In certain cases the motion of one particle could be dependent on the motion of another particle. For example if you had two objects connected to each other through a cord their motion would be dependent on each other. You could further this example by wrapping the cord around a pulley or a series of pulleys as seen in the image below.
In the image above the lengths $s_A$ and $s_B$ are dependent on the positions of particle A and particle B. If you were to pull particle B down particle A will move upward. While on the other hand if you were to move particle A down particle B will move upward. This is dependent motion.
To determine how far each particle will move you will need to determine the length of the chord. You will need to find the length $S_A$ as well as the length $S_B$. Remember these two lengths will be dependent on each. To find the relationship of these two lengths use the equation below.
Eq 1 $s_A + l_{CD} + s_B = l_t$
Notice in the above equation there is a variable $l_{CD}$. This represents the length of the cord that is making contact with the pulley. A pulley will normally always have a constant diameter, which mean $l_{CD}$ will not change. You can simplify equation 1 by removing $l_{CD} from equation 1.
Eq 2 $s_A + s_B = l$
Next, if you want to find the the velocity of the two particle you will need take the derivative of equation 2 in respect to time.
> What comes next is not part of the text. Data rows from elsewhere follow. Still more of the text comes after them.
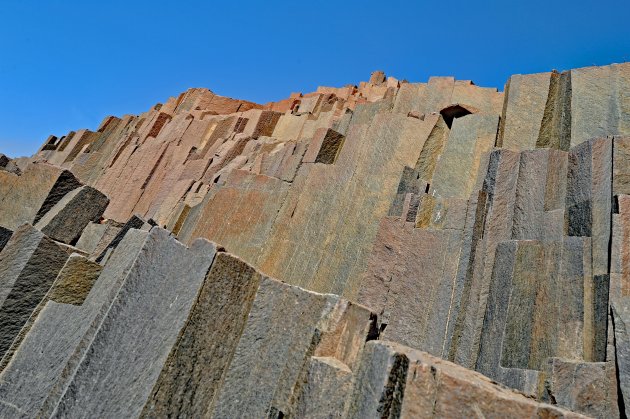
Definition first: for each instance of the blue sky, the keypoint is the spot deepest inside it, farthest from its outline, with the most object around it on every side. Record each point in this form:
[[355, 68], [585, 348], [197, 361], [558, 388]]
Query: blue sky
[[67, 64]]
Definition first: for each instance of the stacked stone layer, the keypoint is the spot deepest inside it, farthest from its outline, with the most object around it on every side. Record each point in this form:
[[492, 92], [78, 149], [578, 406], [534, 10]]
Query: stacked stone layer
[[378, 248]]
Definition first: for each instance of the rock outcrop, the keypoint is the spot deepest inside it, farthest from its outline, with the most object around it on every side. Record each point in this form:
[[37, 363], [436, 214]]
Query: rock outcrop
[[390, 249]]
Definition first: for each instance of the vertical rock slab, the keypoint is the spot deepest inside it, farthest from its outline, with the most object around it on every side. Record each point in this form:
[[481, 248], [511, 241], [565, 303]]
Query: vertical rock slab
[[523, 111], [589, 197], [495, 223], [144, 320], [599, 102], [621, 324], [66, 220], [194, 371], [411, 298], [33, 382], [555, 127], [72, 285], [379, 383], [396, 381], [27, 197], [456, 171], [588, 388], [91, 236], [271, 358], [523, 325], [29, 264], [328, 384]]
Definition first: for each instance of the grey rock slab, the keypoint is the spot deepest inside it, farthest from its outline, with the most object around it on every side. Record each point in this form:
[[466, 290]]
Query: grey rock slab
[[126, 355], [66, 220], [29, 264], [134, 222], [5, 235], [91, 236], [195, 368], [43, 364], [71, 287], [621, 322], [272, 353], [25, 198], [328, 384]]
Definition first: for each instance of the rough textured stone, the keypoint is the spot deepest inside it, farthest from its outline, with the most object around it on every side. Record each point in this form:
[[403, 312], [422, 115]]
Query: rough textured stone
[[194, 371], [66, 220], [59, 338], [395, 381], [25, 198], [485, 228], [29, 264], [161, 287]]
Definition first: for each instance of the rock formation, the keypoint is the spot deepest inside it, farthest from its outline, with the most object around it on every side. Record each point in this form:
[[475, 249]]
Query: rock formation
[[390, 249]]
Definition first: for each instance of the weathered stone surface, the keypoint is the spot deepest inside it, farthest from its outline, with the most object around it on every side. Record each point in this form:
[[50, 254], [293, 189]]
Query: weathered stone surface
[[194, 371], [587, 388], [29, 264], [599, 104], [27, 197], [412, 300], [35, 379], [270, 359], [72, 285], [328, 383], [486, 228], [621, 320], [161, 288], [134, 222], [66, 220], [5, 235], [523, 110], [91, 236], [395, 381], [456, 171]]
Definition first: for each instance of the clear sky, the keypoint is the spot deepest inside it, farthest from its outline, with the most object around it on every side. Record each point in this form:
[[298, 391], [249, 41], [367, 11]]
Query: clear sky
[[64, 65]]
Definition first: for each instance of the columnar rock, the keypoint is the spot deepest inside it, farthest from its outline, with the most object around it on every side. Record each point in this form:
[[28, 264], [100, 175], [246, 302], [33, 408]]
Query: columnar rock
[[29, 264], [161, 286], [66, 220], [490, 229], [395, 381], [25, 198], [72, 286], [41, 367]]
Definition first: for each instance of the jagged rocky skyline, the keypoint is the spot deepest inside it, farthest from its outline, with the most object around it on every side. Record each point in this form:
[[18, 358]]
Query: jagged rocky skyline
[[363, 251]]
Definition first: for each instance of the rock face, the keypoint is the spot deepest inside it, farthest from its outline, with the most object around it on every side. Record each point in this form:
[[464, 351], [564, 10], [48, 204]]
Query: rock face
[[390, 249]]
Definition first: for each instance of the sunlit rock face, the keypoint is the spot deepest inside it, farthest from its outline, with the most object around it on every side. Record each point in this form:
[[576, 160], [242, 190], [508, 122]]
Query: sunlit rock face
[[390, 249]]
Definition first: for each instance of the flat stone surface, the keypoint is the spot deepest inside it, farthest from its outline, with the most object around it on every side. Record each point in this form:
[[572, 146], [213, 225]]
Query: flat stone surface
[[41, 367], [66, 220], [27, 197], [29, 264], [161, 288], [194, 371]]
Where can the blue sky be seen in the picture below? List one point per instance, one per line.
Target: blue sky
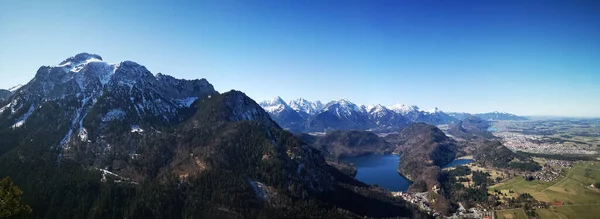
(526, 57)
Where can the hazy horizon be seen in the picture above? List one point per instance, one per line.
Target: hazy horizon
(526, 58)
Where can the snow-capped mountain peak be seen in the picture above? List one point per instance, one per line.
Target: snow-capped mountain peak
(15, 88)
(403, 108)
(274, 106)
(434, 110)
(306, 106)
(375, 108)
(85, 84)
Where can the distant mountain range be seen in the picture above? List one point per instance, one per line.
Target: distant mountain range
(302, 115)
(154, 142)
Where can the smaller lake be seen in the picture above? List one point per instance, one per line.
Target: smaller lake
(458, 162)
(379, 169)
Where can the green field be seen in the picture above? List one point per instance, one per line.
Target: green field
(572, 189)
(511, 214)
(520, 185)
(583, 212)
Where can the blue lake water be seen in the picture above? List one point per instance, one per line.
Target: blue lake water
(458, 162)
(379, 169)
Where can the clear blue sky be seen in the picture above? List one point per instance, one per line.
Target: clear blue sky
(527, 57)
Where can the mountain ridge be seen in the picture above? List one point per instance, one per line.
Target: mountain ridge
(139, 145)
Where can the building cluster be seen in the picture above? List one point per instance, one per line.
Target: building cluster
(536, 144)
(418, 199)
(472, 213)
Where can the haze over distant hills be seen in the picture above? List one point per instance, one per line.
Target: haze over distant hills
(302, 115)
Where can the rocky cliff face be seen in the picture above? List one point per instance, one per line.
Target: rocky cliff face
(91, 128)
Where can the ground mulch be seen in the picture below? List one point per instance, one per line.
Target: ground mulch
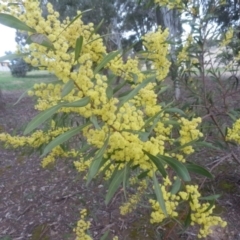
(44, 204)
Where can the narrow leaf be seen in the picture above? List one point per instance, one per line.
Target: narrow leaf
(96, 29)
(125, 178)
(13, 22)
(97, 162)
(187, 220)
(178, 167)
(40, 39)
(175, 110)
(114, 185)
(212, 197)
(79, 103)
(159, 195)
(199, 170)
(158, 163)
(62, 138)
(78, 47)
(41, 118)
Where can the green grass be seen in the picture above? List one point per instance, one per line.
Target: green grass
(10, 83)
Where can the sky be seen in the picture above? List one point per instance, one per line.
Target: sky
(7, 39)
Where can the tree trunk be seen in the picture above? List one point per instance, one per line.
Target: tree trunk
(2, 103)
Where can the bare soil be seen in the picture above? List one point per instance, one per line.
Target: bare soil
(44, 204)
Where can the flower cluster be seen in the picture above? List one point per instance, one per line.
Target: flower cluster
(134, 199)
(157, 50)
(227, 38)
(234, 133)
(121, 129)
(201, 213)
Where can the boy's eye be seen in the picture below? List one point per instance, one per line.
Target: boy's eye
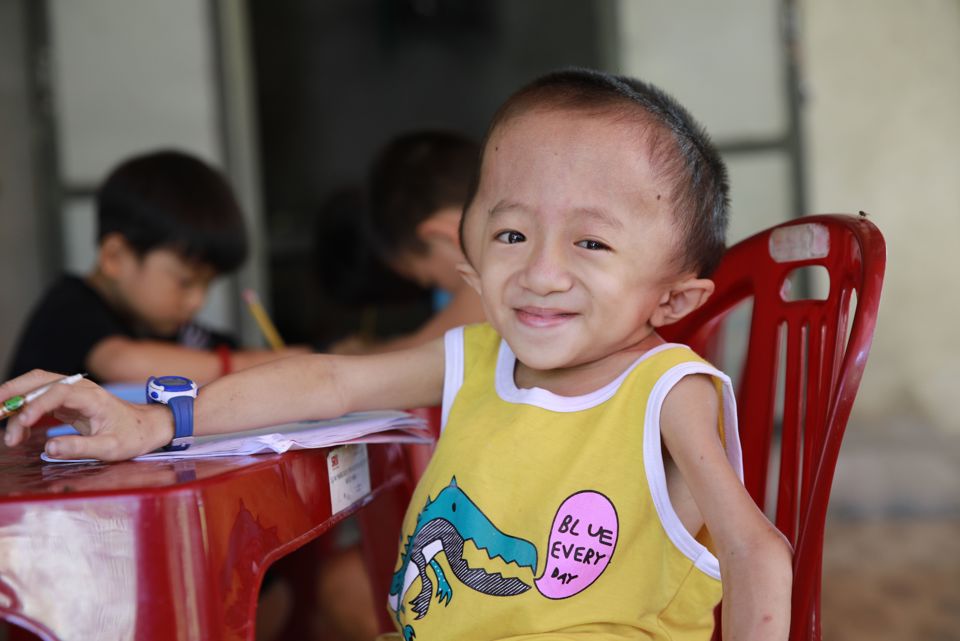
(510, 237)
(594, 245)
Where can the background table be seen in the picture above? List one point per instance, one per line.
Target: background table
(171, 550)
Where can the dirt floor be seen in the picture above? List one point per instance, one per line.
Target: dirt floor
(892, 542)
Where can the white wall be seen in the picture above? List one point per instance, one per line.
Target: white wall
(884, 126)
(722, 61)
(20, 251)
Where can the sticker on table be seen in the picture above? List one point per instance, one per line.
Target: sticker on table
(349, 471)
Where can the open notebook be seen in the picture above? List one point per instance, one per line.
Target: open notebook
(361, 427)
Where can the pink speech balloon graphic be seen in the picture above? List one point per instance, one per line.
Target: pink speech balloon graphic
(582, 540)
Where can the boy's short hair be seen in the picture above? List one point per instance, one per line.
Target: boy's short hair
(172, 200)
(414, 176)
(686, 157)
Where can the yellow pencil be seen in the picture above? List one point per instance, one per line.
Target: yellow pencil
(263, 320)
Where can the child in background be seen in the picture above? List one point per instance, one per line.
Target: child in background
(587, 480)
(418, 186)
(168, 224)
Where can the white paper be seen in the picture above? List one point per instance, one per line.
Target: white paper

Realize that the the length of cord does not change in respect to time, so you will not need to include that in the equation. Refer to the equation below.
Eq 3 $\frac{ds_A}{dt}+\frac{ds_B}{dt}=0,~or~v_B=-v_A$
The negative sign in the equation above will represent a downward motion while a positive sign represents an upward motion. This means that if $v_A$ is negative than particle A will be moving downward while particle B is moving upward.
Finally, you can find the acceleration of the two particles by taking the derivative of equation 3 or the double derivative of equation 2 in respect to time. This would result in the equation below.
Eq 4 $a_B=-a_A$
For equation 4 if particle A’s acceleration shares the same direction as its velocity than the particle is accelerating, if the signs are opposite than the particle is decelerating. Also, if one particle is accelerating than the other particle is also accelerating, while if one particle is decelerating than the other particle also has to decelerate.
Example
For the image below derive the corresponding displacement equation, velocity equation, and acceleration equation.
Solution
First, you will want to modify the above image to the following.
The lengths of cord that will change are between point CE, ED, and DB. CE and ED will have the same length $s_A$, while DB will have a length of $s_B$. The length of cord will not change between points A and E. You will not need to include this length of cord in the dependent motion equation.
Displacement Equation
$2s_A+s_B=l$
Velocity Equation
$2v_A+v_B=0$
Acceleration Equation
$2a_A+a_B=0$